A field profile consists of the seismograms of one shot and many receivers along a line. Migration of a single profile, or of many widely separated profiles, demands a conceptual basis that is far removed from anything discussed so far in this book, namely, exploding-reflector and survey-sinking concepts. Such a conceptual basis exists, predates (Claerbout ), and seems more basic than that of exploding reflectors or survey sinking. I call this older imaging concept the U/D imaging concept.
The sinking concept seems to demand complete coverage in shot-geophone space. Exploding reflectors requires many closely spaced shots. On the other hand, profile imaging with the U/D concept has no requirement for density along the shot axis. An example of a dataset that could only be handled by the older concept is a sonobuoy. A sonobuoy is a hydrophone with a radio transmitter. It is thrown overboard, and a ship with an air gun sails away, repeatedly firing until the range is too great. The principle of reciprocity says that the data is equivalent to a single source with a very long line of geophones.
While improving technology is leading to greater sampling density on the geophone axis, we are unlikely to see increasing density in shot space. There are only twenty-four hours in a day, and we must wait ten seconds between shots for the echoes to die down. So, given a certain area to survey and a certain number of months to work, we end out with an irreducible shotpoint density. Indeed, with three-dimensional geometries proving their worth, we may see less spatial sampling density. Poor sample density in shot space is a small impediment to profile methods.

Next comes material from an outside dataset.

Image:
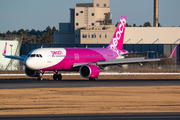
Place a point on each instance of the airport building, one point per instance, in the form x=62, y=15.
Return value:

Unlike the exploding-reflector method and the survey-sinking method, U/D concepts readily incorporate modeling and analysis of multiple reflections. Indeed, an ingenious algorithm for simultaneous migration and de-reverberation is found in FGDP. In principle it can be applied to either field profiles or slant stacks.
Wave equation methods have been suggestive of new ways of making weathering-layer corrections. Yet none have yet become widely accepted in practice, and it is too early to tell whether a DSR approach or a profile approach will work better.
All these considerations warrant a review of the profile migration method and the U/D imaging concept. We could easily see a revival of these in one form or another.